My turn: CASA, Big Brothers and Sisters provide important role models

By From page A5 | January 08, 2014

By Vern Pierson

Every parent has looked into the eyes of their child and wondered who will they be when they grow up. What or whom will influence that outcome? Good or bad, kids imitate the role models in their lives. When things go right, children are inspired by their own parents, relatives, a dedicated teacher, or maybe their coach who motivates them to excel and be more than they think they can be. Perhaps the role model is a set of grandparents or relatives who have united as a family through life’s tribulations to provide a positive influence upon a young child’s life.

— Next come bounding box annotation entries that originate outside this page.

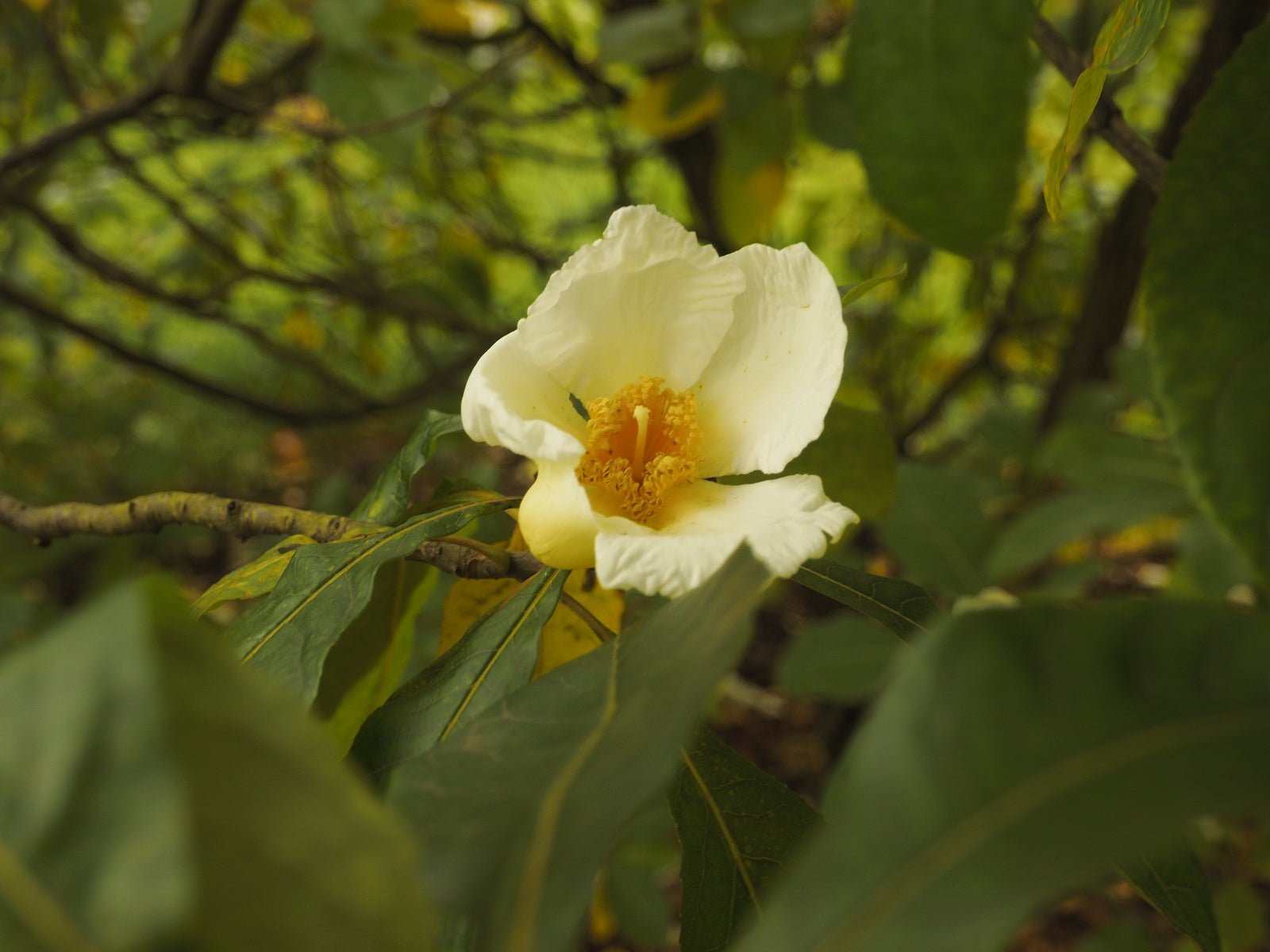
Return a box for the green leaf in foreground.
[352,410,464,525]
[739,601,1270,952]
[351,569,569,783]
[0,589,194,952]
[1145,23,1270,579]
[233,500,512,702]
[794,559,935,639]
[1120,842,1222,952]
[669,728,818,952]
[847,0,1033,254]
[386,550,768,952]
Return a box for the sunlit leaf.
[738,601,1270,952]
[1145,18,1270,586]
[190,536,313,614]
[387,552,767,950]
[671,728,817,952]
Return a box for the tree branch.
[1031,14,1168,194]
[0,491,542,579]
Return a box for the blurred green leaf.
[881,463,997,595]
[988,485,1190,582]
[230,500,510,702]
[387,551,768,950]
[352,410,464,525]
[1145,23,1270,579]
[1120,842,1222,952]
[0,586,195,952]
[1044,0,1168,218]
[847,0,1033,254]
[190,536,314,614]
[314,561,441,750]
[786,402,897,522]
[738,601,1270,952]
[776,613,904,704]
[794,559,935,641]
[351,569,569,785]
[669,728,818,952]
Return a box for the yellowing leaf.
[437,573,625,678]
[625,74,722,140]
[715,160,786,245]
[190,536,313,616]
[1044,0,1168,220]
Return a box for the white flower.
[462,205,857,597]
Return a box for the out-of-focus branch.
[1031,14,1168,194]
[0,493,542,579]
[0,0,245,178]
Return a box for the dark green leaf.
[351,569,569,785]
[671,730,817,952]
[387,551,768,952]
[739,601,1270,952]
[787,402,897,520]
[352,410,464,525]
[0,588,194,952]
[847,0,1033,254]
[1145,17,1270,578]
[231,500,510,702]
[881,463,997,595]
[794,559,935,641]
[988,484,1190,580]
[776,613,904,703]
[1120,843,1222,952]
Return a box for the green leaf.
[0,586,194,952]
[150,586,430,952]
[776,613,904,703]
[190,536,314,616]
[352,410,464,525]
[786,402,897,520]
[387,551,768,952]
[351,569,569,785]
[1145,23,1270,579]
[1044,0,1168,220]
[842,264,908,309]
[988,485,1190,582]
[314,561,441,750]
[669,728,818,952]
[881,463,997,595]
[231,499,512,702]
[794,559,935,641]
[1120,842,1222,952]
[847,0,1033,254]
[738,601,1270,952]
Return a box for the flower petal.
[518,205,745,401]
[696,245,847,476]
[595,476,859,598]
[462,332,587,465]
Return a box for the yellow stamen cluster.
[576,377,701,523]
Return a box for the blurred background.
[0,0,1270,950]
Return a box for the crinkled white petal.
[595,476,859,598]
[696,245,847,476]
[462,332,587,465]
[518,205,745,401]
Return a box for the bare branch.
[0,493,530,579]
[1031,14,1168,194]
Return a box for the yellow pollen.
[576,377,701,523]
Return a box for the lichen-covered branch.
[0,493,542,579]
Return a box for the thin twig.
[1031,14,1168,194]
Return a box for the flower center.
[576,377,701,523]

Tragically, sometimes it is an abusive father or mother, a parent abusing drugs, or even worse — a child that is completely abandoned by his or her parents.  These kids often witness law enforcement and fire service personnel take their parents away after such a traumatic episode. As a result of a lack of the organic role models every child should have, kids are forced to find an alternate role model to influence their growth. Unfortunately, these role models may take the form of television personalities, entertainers, reality television stars or a variety of other cultural icons, who, while their intentions may not be malicious, the result of their impact is negative all the same. Frederick Douglass famously said, “It is easier to build strong children than to repair broken men.” I believe this to be just as accurate today as it was in 19th century.

Organizations such as Big Brothers, Big Sisters and CASA or Court Appointed Special Advocates, seek to provide just the kind of positive mentorship these at-risk youths and children need and deserve. The Big Brothers and Big Sisters organizations cater specifically to children with a single parent or guardian and strive to provide these kids with an adult role model who has been proven to be a positive mentor. CASA provides assistance to children who have become dependents of the court system. The courts will appoint each child with an advocate who will mentor them and report back to the court so that they can provide the stability and support that is so often denied to children dependent on social care.

Over the last several years it has been my pleasure to work with these organizations to bring the Snowball shopping event to 150 children each year. The Rotary Club generously provides a complete pancake breakfast while the kids visit with Santa and his elves. Sheriff deputies, Department of Fish and Game officers, DA investigators, firefighters and hundreds of volunteers take the kids to go shopping with a $200 gift card for much needed necessities and a gift. The officers, firefighters and well over 100 volunteers also provide the kids with a possible alternative role model. But the kids give back as much as they receive. They remind us each of the innocence that far too often is lost in adulthood. Thanks to all the volunteers and each of our sponsors.

As much as these organizations have accomplished, there is always more we can do for children in need. Many children need someone to look up to who is not famous, talented, or rich but rather someone who is caring and willing to take time out of their busy lives to be a positive force in their life.

So as the holidays approach, and you reflect upon the years end, perhaps consider a resolution such as becoming a Big Brother or Big Sister, or an advocate with CASA. The gift you receive may be greater than any gift you could give. Merry Christmas and Happy Holidays.

Vern Pierson is the elected District Attorney and serves as an advisor to Big Brothers Big Sisters and is a former board member of CASA El Dorado.